Chi pensava che Putin modificasse la legge dello Stato eliminando il limite dei due mandati consecutivi per poter essere eletto per un terzo quando avrà 71 anni nel 2024, si sbagliava. Il referendum per il momento “non è questione all’ordine del giorno”: con una frase che ama usare spesso alle conferenze stampa non ha concesso altri dettagli il fedele e baffuto portavoce del presidente, Dimitry Peskov, che però ribadisce quanto il presidente “ritenga necessario che il popolo venga consultato”. Potrà diventare presidente della Federazione chi “ha vissuto almeno 25 anni in Russia e non ha altre cittadinanze”.
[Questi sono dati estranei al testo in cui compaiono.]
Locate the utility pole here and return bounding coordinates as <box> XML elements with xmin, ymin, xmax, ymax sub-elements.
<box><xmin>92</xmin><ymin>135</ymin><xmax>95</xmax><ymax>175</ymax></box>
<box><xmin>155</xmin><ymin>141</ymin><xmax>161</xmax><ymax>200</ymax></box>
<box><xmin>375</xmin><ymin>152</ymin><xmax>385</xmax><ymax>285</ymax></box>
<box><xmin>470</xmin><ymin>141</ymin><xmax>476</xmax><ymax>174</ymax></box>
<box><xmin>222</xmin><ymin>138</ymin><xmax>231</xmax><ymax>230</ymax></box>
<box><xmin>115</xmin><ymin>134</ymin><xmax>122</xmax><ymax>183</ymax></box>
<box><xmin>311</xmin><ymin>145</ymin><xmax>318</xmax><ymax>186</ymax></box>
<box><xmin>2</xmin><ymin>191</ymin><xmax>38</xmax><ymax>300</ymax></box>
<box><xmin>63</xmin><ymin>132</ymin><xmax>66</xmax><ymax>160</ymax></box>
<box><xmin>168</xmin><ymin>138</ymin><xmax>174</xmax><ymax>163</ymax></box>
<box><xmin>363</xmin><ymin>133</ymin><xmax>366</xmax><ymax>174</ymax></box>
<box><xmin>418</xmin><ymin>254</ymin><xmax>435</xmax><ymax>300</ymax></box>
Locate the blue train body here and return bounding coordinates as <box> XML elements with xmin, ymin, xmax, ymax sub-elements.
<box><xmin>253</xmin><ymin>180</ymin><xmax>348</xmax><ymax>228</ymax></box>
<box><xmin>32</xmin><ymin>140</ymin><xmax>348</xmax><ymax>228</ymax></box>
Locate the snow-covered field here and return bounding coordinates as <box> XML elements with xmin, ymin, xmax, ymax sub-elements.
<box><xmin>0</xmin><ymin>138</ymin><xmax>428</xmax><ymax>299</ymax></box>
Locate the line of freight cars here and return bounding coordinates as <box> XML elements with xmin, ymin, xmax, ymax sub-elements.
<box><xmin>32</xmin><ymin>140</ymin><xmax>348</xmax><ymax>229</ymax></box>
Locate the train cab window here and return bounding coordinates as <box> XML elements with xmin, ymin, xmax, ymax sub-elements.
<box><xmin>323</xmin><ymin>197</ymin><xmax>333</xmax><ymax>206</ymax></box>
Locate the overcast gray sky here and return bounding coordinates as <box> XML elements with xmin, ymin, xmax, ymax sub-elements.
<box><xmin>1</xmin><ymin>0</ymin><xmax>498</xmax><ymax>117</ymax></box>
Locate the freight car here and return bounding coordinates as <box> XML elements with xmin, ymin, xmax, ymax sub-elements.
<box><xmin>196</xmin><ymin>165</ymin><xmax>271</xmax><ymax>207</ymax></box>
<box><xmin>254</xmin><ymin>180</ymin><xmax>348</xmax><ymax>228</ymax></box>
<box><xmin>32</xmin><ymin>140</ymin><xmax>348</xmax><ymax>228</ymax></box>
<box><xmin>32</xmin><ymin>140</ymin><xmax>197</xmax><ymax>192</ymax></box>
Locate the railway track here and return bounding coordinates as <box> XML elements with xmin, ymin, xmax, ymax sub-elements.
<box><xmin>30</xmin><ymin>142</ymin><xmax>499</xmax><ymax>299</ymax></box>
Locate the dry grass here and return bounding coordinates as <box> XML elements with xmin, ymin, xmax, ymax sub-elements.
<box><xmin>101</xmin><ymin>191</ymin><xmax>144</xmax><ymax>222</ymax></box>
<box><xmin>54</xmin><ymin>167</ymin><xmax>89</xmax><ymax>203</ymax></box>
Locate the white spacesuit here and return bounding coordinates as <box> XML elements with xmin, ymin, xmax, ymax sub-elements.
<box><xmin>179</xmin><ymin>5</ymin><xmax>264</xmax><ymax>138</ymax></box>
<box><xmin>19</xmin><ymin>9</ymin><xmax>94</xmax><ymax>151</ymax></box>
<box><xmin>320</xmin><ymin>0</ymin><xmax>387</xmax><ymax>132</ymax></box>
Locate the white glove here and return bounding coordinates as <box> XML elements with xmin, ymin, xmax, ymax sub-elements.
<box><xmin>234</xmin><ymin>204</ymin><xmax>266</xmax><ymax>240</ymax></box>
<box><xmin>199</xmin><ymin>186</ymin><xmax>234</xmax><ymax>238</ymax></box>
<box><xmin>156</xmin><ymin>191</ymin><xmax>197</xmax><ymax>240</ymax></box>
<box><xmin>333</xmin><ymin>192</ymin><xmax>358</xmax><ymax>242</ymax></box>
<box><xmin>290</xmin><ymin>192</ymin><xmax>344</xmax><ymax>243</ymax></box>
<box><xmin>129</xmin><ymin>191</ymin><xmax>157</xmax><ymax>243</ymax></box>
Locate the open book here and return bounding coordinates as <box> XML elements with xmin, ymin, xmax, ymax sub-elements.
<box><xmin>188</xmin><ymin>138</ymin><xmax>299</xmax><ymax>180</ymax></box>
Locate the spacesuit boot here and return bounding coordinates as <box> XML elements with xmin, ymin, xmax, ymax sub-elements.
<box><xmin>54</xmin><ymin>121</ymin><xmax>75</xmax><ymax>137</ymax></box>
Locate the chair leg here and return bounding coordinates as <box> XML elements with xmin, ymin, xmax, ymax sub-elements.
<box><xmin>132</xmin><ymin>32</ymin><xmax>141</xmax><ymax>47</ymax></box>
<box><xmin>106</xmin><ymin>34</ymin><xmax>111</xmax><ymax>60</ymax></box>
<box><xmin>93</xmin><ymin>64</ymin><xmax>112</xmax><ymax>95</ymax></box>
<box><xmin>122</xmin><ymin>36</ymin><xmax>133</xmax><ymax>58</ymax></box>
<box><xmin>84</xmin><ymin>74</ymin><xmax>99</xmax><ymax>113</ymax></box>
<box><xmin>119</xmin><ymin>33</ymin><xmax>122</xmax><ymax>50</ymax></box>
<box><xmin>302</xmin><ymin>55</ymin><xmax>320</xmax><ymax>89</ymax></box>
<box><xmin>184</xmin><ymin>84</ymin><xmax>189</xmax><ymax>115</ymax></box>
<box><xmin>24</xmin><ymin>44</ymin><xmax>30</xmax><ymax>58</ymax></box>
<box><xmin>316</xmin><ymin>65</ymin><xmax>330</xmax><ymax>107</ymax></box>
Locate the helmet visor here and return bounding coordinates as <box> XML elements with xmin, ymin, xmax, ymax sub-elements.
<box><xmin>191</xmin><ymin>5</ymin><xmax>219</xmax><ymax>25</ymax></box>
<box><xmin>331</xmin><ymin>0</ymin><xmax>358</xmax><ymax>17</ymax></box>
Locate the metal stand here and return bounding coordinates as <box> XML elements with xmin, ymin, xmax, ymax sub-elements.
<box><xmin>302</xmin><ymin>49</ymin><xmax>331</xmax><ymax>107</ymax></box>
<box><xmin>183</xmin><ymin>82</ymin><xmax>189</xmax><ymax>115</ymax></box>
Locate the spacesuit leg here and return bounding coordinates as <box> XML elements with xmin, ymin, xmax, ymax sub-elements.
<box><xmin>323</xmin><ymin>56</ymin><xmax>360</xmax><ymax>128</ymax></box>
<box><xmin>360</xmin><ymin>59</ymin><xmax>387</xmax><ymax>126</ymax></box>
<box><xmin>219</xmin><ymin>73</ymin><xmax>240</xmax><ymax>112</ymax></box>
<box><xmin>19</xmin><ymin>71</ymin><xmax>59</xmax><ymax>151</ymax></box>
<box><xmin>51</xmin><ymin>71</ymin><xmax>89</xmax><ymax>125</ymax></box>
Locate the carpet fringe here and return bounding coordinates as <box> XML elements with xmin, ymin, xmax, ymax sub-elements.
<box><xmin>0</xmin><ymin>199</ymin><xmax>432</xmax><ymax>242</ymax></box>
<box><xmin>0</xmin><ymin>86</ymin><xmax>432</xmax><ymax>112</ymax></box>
Tre ore dopo il discorso di Putin, Medvedev decide di annunciare le sue dimissioni insieme a quelle del suo governo in diretta tv. “Quando queste modifiche costituzionali verranno adottate, ci sarà più bilanciamento dei poteri, dobbiamo dare l’opportunità al presidente di prendere le decisioni necessarie, il governo della Federazione ha fatto la mossa giusta a dimettersi”, ha motivato Medvedev alle telecamere sbalordite.
Il vecchio delfino, a volte imprevedibile ma sempre fidato, un’ombra politica mai scura ma sempre trasparente, mai minaccioso per il potere del capo, se ne va silenzioso. Il suo futuro sembra avere la sagoma della carica da vice capo del Consiglio di Sicurezza che Putin ha pensato di assegnargli. “Ne ushel, a ego ushli”: Medvedev non è andato via, l’hanno mandato via, replicano sulle chat i redattori di Mosca agli interrogativi di colleghi stranieri, chiosando che la mossa di Putin non è abbandono del potere, ma solo transizione in vista di una nuova metamorfosi e nuove cariche che creerà per sé ad hoc.
“Complimenti per i risultati raggiunti finora, non tutto è stato fatto, ma niente riesce sempre completamente”. Quando si alzano dal tavolo marrone dove tutti i ministri uscenti hanno la testa bassa e nessun sorriso, le due maggiori cariche della Federazione, con alle spalle quattro tricolori russi, si stringono velocemente la mano in giacca e cravatta. Putin ne ha una rossa, Medvedev una nera. Si guardano negli occhi solo per un attimo prima di allontanarsi in direzioni diverse. Sono questi “gli ultimi minuti del governo Medvedev” titola Vedomosti, che come tutti gli altri quotidiani moscoviti è stato colto di sorpresa dalla svolta, ma è un titolo che viene oscurato subito da un altro poche ore dopo. Mentre si azzardano ipotesi sul nuovo premierato – qualcuno era certo della nomina di Sergey Sobjanin, sindaco di Mosca, o Maksim Oreskin, ministro dell’Economia –, la proposta di Putin è ricaduta sul direttore del polveroso settore tributario federale, Michail Mishustin. Occhialuto e calvo, Mishustin, proprio come Medvedev nel 2008, è un volto sconosciuto. Assolutamente sconosciuto era anche il premier nominato da Eltsin nel 1999 che l’anno successivo divenne presidente: Vladimir Putin.